March 7—Late Winter Last Chance Steel (sure cure for any cabin-spring fever)

Bill Closs
Bill Closs, Trinity Loch-Leven.

Frogs are croaking, birds are chirping, vegetation buds are popping and wildlife is abundant—Spring fever is easy to catch as another beautiful Trinity landscape is awakening. However, a recent series of cold, wet and windy weather patterns continues to dominate and remind us, “old man winter” still maintains his grip and reluctant to leave. The winter-spring transition is an intense time of year and a personal favorite. Virtually no fishing pressure, late winter native steelhead are still available for those willing to dig’em out highlighted with sensitive, yet predictable, mid-day aquatic hatches inspiring both anadromous and resident fish to selectively feed on the surface.
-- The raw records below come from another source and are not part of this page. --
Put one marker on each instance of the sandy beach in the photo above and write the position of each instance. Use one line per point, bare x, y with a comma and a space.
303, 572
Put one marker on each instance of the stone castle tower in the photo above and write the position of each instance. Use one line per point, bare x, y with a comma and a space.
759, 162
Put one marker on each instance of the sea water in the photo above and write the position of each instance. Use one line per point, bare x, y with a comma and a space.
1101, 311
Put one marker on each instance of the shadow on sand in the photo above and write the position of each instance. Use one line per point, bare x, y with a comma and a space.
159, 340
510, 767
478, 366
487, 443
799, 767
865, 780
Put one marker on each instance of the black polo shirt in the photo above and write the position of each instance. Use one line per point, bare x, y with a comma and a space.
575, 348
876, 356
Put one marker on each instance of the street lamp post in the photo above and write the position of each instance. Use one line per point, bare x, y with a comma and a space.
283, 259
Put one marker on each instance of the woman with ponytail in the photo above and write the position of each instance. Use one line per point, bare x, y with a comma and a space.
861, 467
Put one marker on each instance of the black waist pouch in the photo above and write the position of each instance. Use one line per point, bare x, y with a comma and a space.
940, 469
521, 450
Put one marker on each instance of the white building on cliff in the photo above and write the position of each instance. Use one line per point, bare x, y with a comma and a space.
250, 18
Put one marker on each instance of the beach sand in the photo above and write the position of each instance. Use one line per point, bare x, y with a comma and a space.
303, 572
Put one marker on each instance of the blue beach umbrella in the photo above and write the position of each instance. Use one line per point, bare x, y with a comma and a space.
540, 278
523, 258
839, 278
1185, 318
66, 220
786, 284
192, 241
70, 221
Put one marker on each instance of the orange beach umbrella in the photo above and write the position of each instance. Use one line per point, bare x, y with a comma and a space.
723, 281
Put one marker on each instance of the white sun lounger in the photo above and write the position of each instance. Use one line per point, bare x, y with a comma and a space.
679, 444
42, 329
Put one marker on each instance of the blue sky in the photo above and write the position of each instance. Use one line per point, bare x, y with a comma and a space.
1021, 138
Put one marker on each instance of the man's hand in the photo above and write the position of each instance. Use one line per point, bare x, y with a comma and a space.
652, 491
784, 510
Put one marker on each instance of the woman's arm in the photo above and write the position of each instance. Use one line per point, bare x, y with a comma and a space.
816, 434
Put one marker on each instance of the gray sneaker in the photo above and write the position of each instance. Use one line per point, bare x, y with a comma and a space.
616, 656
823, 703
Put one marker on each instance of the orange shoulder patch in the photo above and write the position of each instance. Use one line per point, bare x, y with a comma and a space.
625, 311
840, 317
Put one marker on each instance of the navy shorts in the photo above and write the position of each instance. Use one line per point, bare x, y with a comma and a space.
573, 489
A unique time of constant change, exciting and diverse fishing opportunities and sure cure for any cabin/spring fever.

Trinity River guided trip
Steve Jensen, 1st steelhead on fly.

To date, the upper Trinity (Junction City – Lewiston) is clear and offering healthy flows and good late season opportunities. Recently, Bill Closs and Steve Jensen, from Los Altos, fished with us and scored on a Poor Man’s New Zealand success… Steve scored on his first steelhead on the fly while Bill landed two beautiful Loch-Leven browns… Skinny Otis, from Carmel, fished with Kit to land two for four steelhead hooked. “The Mr. Pimp,” has more than proven its late season success while copper-tone stones. “The rock”, and olive breadcursts in sizes 2-4-6 are other great late season wet fly choices. The menu for dies is easy—a variety of Callibaetis patterns (“punk-rocker” always deadly—see Straight From the Fly Bench for details), parachutes, compara-duns in sizes 12-14 while adult olive stones in sizes 8-10-12 yielding the occasional toilet-bowl flush surface takes. 4X tippits rule for those targeting on top…

Native Steelhead
Skinny Otis, native chrome.

Below JC the Trinity is holding healthy flows due to secondary rivers and tributaries—big H20’s…Quality lower river winter steelheading is available right up until our “springers” show—April (when the dogwoods bloom). Windows of opportunity are all up to runoff and Ma’ nature… Feeling Lucky? – Go For It!